The subways certainly aren’t known for their cleanliness. (Photo by flickr user Lanamaniac)
The MTA knows that it needs to increase subway service while facing a budget deficit. While bus expansion plans have kept pace with population growth, subway service hasn’t followed suit. Now, after one fare hike and with the threat of another looming, the MTA is going forward with some service expansion plans.
Meanwhile, the MTA is also facing a budget deficit that could see the agency’s bottom line reach record levels of debt. With Wednesday’s MTA Board meeting set to focus on budgetary concerns, New York City Transit is gearing up to approve its own budget with various services — but not subway service — facing the axe.
amNew York’s Matthew Sweeney took an in-depth look at how New York City Transit plans to save money behind the scenes to not only provide riders with more service but to meet budget deficits that could reach a billions dollars. He reports:
New York City Transit is expected to vote Monday on its budget-savings plan that would halt plans to repair 19 stations, put off paint jobs for flaking elevated structures, and institute a more “efficient” way of cleaning subway cars…
Many of the cuts, however, will take place behind the scenes and delay needed repairs to transit buildings that keep the system running, such as tunnel vents, bus depots, and a subway-car overhaul shop…
Another $8.9 million in savings will come from the MTA’s operating budget. The savings, which will fund increased service on certain train lines, include subway car cleaning and quality control.

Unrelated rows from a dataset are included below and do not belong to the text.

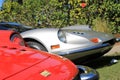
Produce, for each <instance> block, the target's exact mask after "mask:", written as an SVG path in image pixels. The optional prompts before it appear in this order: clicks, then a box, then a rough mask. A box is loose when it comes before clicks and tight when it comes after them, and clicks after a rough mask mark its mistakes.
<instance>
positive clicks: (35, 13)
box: [0, 0, 120, 33]
mask: <svg viewBox="0 0 120 80" xmlns="http://www.w3.org/2000/svg"><path fill="white" fill-rule="evenodd" d="M19 1H20V0H19ZM83 2H85V3H86V6H85V7H82V6H81V4H82V3H83ZM119 3H120V1H119V0H109V1H108V0H104V1H103V0H23V3H22V4H19V3H17V1H16V0H14V1H13V2H11V0H5V3H4V6H3V10H1V11H0V15H1V16H0V20H1V21H11V22H19V23H22V24H25V25H30V26H34V27H64V26H67V25H74V24H89V25H92V26H93V28H94V29H96V30H97V28H98V29H99V27H101V26H102V27H103V25H101V26H97V25H99V22H96V20H98V21H104V24H106V27H103V28H106V29H107V28H109V29H110V31H112V33H116V32H120V15H119V14H120V4H119ZM96 26H97V27H96ZM104 26H105V25H104Z"/></svg>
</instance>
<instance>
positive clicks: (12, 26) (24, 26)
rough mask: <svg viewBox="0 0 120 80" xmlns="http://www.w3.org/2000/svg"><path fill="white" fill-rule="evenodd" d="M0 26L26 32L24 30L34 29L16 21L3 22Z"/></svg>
mask: <svg viewBox="0 0 120 80" xmlns="http://www.w3.org/2000/svg"><path fill="white" fill-rule="evenodd" d="M0 26H2V27H1V28H0V29H4V30H15V31H17V32H24V31H27V30H31V29H33V28H32V27H30V26H25V25H22V24H18V23H14V22H8V23H5V22H1V23H0Z"/></svg>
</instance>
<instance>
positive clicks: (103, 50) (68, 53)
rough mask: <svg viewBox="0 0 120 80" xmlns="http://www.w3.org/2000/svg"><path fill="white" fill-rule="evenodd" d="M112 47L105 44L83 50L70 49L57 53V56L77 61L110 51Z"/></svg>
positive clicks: (81, 49)
mask: <svg viewBox="0 0 120 80" xmlns="http://www.w3.org/2000/svg"><path fill="white" fill-rule="evenodd" d="M112 47H113V44H112V45H111V44H109V43H105V44H99V45H96V46H92V47H88V48H85V49H80V48H76V49H72V50H65V51H60V52H58V54H59V55H61V56H64V57H67V58H69V59H71V60H74V59H78V58H81V57H85V56H89V55H93V54H103V53H106V52H108V51H109V50H111V48H112Z"/></svg>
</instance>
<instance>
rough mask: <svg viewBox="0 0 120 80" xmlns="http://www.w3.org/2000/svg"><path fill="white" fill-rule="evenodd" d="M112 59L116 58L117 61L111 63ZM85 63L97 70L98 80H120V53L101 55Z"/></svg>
mask: <svg viewBox="0 0 120 80" xmlns="http://www.w3.org/2000/svg"><path fill="white" fill-rule="evenodd" d="M112 59H117V60H118V62H117V63H115V64H111V63H110V61H111V60H112ZM86 65H87V66H89V67H92V68H94V69H96V70H97V71H98V72H99V75H100V80H120V75H119V74H120V53H115V54H112V55H106V56H103V57H101V58H99V59H97V60H94V61H92V62H90V63H88V64H86Z"/></svg>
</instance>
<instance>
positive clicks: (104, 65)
mask: <svg viewBox="0 0 120 80" xmlns="http://www.w3.org/2000/svg"><path fill="white" fill-rule="evenodd" d="M113 59H114V60H118V61H119V60H120V55H119V56H103V57H100V58H98V59H95V60H92V61H90V62H86V63H82V64H81V63H79V62H77V63H75V64H76V65H85V66H89V67H92V68H94V69H97V68H102V67H104V66H110V65H113V64H111V60H113Z"/></svg>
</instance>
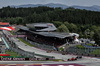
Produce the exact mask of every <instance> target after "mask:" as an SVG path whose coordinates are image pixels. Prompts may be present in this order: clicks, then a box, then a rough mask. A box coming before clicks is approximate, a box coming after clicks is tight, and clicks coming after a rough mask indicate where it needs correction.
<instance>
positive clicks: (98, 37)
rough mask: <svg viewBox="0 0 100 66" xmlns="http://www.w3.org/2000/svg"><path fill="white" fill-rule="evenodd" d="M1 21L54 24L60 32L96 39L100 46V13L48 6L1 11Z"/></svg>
mask: <svg viewBox="0 0 100 66" xmlns="http://www.w3.org/2000/svg"><path fill="white" fill-rule="evenodd" d="M0 21H1V22H9V23H10V24H22V25H25V24H27V23H39V22H45V23H48V22H50V23H53V24H54V25H55V26H56V27H57V31H59V32H75V33H79V34H80V38H90V39H94V40H95V41H96V42H97V43H98V44H100V34H99V33H100V26H99V25H100V12H96V11H89V10H85V9H83V10H81V9H75V8H72V7H69V8H66V9H62V8H60V7H58V8H51V7H47V6H39V7H34V8H32V7H29V8H22V7H20V8H15V7H10V6H8V7H3V8H1V9H0Z"/></svg>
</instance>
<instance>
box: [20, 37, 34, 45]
mask: <svg viewBox="0 0 100 66" xmlns="http://www.w3.org/2000/svg"><path fill="white" fill-rule="evenodd" d="M18 39H19V40H20V41H22V42H23V43H25V44H27V45H29V46H31V47H35V46H34V45H32V44H30V43H28V42H26V41H24V40H23V39H21V38H18Z"/></svg>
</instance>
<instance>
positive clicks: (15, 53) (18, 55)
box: [6, 51, 19, 56]
mask: <svg viewBox="0 0 100 66" xmlns="http://www.w3.org/2000/svg"><path fill="white" fill-rule="evenodd" d="M6 54H10V56H19V55H18V53H16V52H14V51H6Z"/></svg>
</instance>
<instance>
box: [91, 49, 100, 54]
mask: <svg viewBox="0 0 100 66" xmlns="http://www.w3.org/2000/svg"><path fill="white" fill-rule="evenodd" d="M91 54H97V55H100V49H97V50H94V51H93V52H92V53H91Z"/></svg>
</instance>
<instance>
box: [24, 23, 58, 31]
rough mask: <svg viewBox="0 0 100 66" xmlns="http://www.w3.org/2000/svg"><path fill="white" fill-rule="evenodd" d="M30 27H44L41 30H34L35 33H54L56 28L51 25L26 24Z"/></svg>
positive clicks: (36, 29) (38, 23)
mask: <svg viewBox="0 0 100 66" xmlns="http://www.w3.org/2000/svg"><path fill="white" fill-rule="evenodd" d="M26 25H27V26H30V27H35V28H36V27H45V28H43V29H36V31H54V30H56V29H57V28H56V27H55V26H54V25H53V24H52V23H32V24H26Z"/></svg>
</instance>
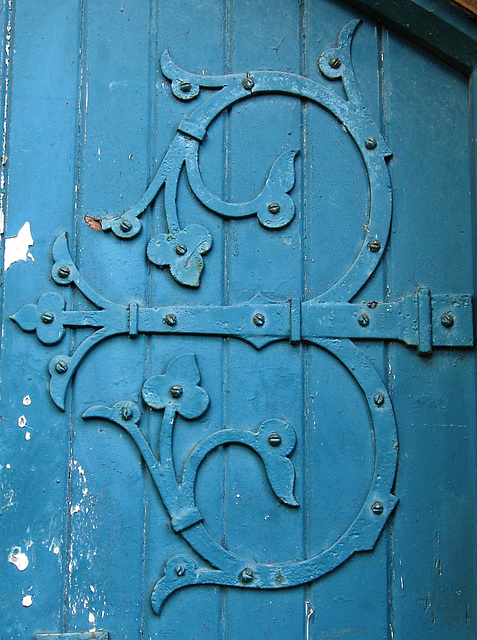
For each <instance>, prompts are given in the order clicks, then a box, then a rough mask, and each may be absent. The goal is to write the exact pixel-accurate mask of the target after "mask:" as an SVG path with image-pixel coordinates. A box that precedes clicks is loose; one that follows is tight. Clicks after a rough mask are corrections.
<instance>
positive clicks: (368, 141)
mask: <svg viewBox="0 0 477 640" xmlns="http://www.w3.org/2000/svg"><path fill="white" fill-rule="evenodd" d="M364 146H365V147H366V149H376V147H377V146H378V141H377V140H376V138H366V140H365V141H364Z"/></svg>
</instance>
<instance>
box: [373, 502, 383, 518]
mask: <svg viewBox="0 0 477 640" xmlns="http://www.w3.org/2000/svg"><path fill="white" fill-rule="evenodd" d="M371 511H372V512H373V513H374V514H375V515H377V516H380V515H381V514H382V513H384V506H383V503H382V502H375V503H374V504H373V506H372V507H371Z"/></svg>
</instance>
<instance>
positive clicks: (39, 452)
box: [0, 1, 80, 640]
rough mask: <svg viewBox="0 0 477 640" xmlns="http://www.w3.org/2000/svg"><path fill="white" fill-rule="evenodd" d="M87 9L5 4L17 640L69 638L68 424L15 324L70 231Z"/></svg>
mask: <svg viewBox="0 0 477 640" xmlns="http://www.w3.org/2000/svg"><path fill="white" fill-rule="evenodd" d="M79 5H80V3H79V2H74V1H73V2H68V3H65V2H52V3H51V4H50V6H49V9H48V11H47V12H45V10H44V7H41V6H40V5H29V6H27V5H25V4H23V5H17V4H16V3H13V5H10V8H11V11H8V7H9V3H6V5H5V11H7V14H5V15H4V17H5V18H6V20H7V22H8V21H9V24H10V33H9V35H10V40H9V43H8V44H9V51H8V72H7V73H8V75H7V77H8V88H7V95H8V110H7V123H6V126H7V134H8V139H7V147H6V156H8V159H7V157H5V158H4V161H5V162H6V164H5V167H4V170H5V179H6V183H5V188H6V198H5V200H4V202H3V211H4V213H5V217H6V225H5V235H4V238H5V237H7V238H8V237H11V236H16V235H17V234H18V233H19V231H20V229H22V228H23V229H24V230H25V226H24V225H25V224H27V223H29V225H30V231H31V236H32V238H33V245H32V246H30V247H29V251H30V253H31V255H32V256H33V258H34V261H33V258H28V257H27V250H26V247H25V252H24V254H23V258H24V259H26V260H22V261H17V262H14V263H12V264H11V266H10V267H9V268H8V269H7V270H6V271H5V272H4V273H3V277H2V280H3V296H4V302H3V305H2V306H3V318H4V324H3V328H2V412H1V413H2V437H1V444H0V450H1V460H0V464H1V476H2V480H1V486H2V490H1V498H0V501H1V502H0V504H1V507H0V541H1V558H2V568H1V570H0V584H1V593H2V595H1V614H0V619H1V623H0V628H1V632H0V635H1V636H3V637H4V638H12V639H15V640H16V639H17V638H18V639H20V638H21V639H24V638H28V637H29V638H32V637H34V634H35V632H36V631H44V630H61V629H62V625H63V604H64V597H65V582H66V581H67V579H68V578H67V573H66V571H65V569H66V567H67V559H66V558H67V548H68V538H67V531H66V519H65V514H66V505H67V485H68V450H69V437H70V436H69V418H68V416H65V415H64V414H59V413H58V412H57V411H55V410H54V408H53V407H52V405H51V404H50V402H49V401H48V400H47V393H46V388H45V382H46V377H45V374H46V372H45V369H44V356H45V355H46V356H47V357H48V348H46V349H45V351H46V353H45V352H44V353H43V355H42V354H40V352H39V351H37V350H30V349H29V347H28V345H26V344H25V343H24V342H23V339H22V337H19V336H18V335H17V334H16V333H15V332H14V331H12V328H13V327H12V326H11V325H12V323H11V322H10V321H9V320H8V317H9V315H10V314H12V313H14V308H13V307H14V306H15V305H16V304H18V303H19V302H21V301H22V300H24V299H25V298H26V297H31V296H35V295H36V292H37V291H38V288H39V287H41V288H42V289H43V290H44V291H46V290H48V289H49V288H50V290H51V288H53V283H51V282H49V279H48V266H47V265H48V263H49V262H50V260H51V255H50V247H51V241H52V238H53V237H54V235H55V234H57V233H59V231H61V230H62V229H64V228H65V227H67V226H68V225H70V224H71V220H72V210H73V203H74V179H73V175H74V166H75V161H76V135H77V111H76V105H77V100H78V80H77V74H78V50H79V23H78V20H77V17H78V12H79ZM4 46H6V42H5V41H4V42H3V44H2V49H3V47H4ZM6 63H7V60H6V59H4V65H6ZM15 73H16V77H15V78H14V75H15ZM5 75H6V72H5V66H4V67H3V77H4V78H5ZM4 238H2V246H3V247H4V246H5V242H7V243H8V241H5V239H4ZM68 297H70V296H68ZM5 319H6V320H5ZM9 558H10V561H9ZM27 562H28V564H27Z"/></svg>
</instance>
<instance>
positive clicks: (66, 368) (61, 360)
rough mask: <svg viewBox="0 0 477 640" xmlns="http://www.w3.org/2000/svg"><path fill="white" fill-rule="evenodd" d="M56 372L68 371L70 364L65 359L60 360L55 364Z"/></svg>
mask: <svg viewBox="0 0 477 640" xmlns="http://www.w3.org/2000/svg"><path fill="white" fill-rule="evenodd" d="M55 371H56V373H60V374H61V373H66V372H67V371H68V365H67V363H66V362H65V361H64V360H58V362H57V363H56V364H55Z"/></svg>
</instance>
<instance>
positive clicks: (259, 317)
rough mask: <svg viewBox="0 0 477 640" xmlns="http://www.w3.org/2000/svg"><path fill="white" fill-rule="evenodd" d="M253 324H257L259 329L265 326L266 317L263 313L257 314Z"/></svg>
mask: <svg viewBox="0 0 477 640" xmlns="http://www.w3.org/2000/svg"><path fill="white" fill-rule="evenodd" d="M253 324H255V325H256V326H257V327H263V325H264V324H265V316H264V315H263V313H256V314H255V315H254V316H253Z"/></svg>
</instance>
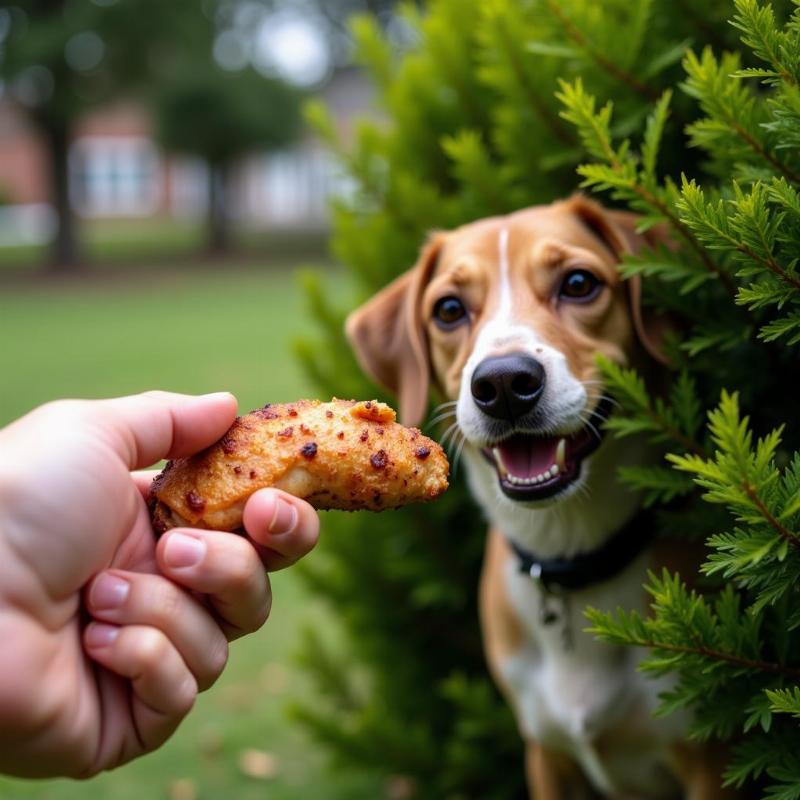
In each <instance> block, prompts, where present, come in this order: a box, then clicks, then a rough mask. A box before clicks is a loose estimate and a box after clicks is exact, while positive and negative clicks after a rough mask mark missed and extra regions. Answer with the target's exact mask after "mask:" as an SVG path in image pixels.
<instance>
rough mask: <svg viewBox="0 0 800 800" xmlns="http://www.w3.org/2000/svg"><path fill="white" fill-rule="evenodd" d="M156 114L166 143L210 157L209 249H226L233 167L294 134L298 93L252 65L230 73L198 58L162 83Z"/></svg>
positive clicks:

For their part, the MTA says that riders won’t notice the changes brought about by the cuts. “None of the reductions will have an impact on what riders see,” Paul Fleuranges, NYC Transit spokesman, said to Sweeney in an e-mail.
I hope that is indeed the case, but I worry when I hear that subway car cleaning efforts may be re-examined. Subway cars aren’t that clean to begin with; my Saturday night Q train this week was a mess. Anything worse would make the cars resemble the T cars in Boston.
While the MTA will go ahead with the vital projects — the Culver Viaduct rehabilitation, for example, is not in jeopardy — I’m guessing that the planned improvements along the Q/B Brighton line will be shelved for now. Local officials will be up-in-arms about these cuts.
Overall, the MTA believes that these cuts to some capital projects could clear up $2 to $3 billion in savings to meet budget deficits in its current plan. There is a chance that big-ticket items — Second Ave. Subway, East Side Access plan — could face delays as well, but the MTA is hoping to avoid that scenario. The city needs subway expansion plans, and with the government set to contribute money earmarked for these projects, it’s growing harder for the MTA to delay or even shelve them entirely as they’ve done in the past.
In the end, the MTA is technically cutting service. But as we originally feared, they aren’t cutting subway service. Instead, they’re cutting services while adding more trains, and we’re left questioning Albany’s commitment to funding the MTA and public transit in New York. As MTA Board member Andrew Albert said to Sweeney, “You have to be concerned about the lack of funding support from the state and the city. They want all of these improvements and then they scream when we raise fares. They have to come up with more money.”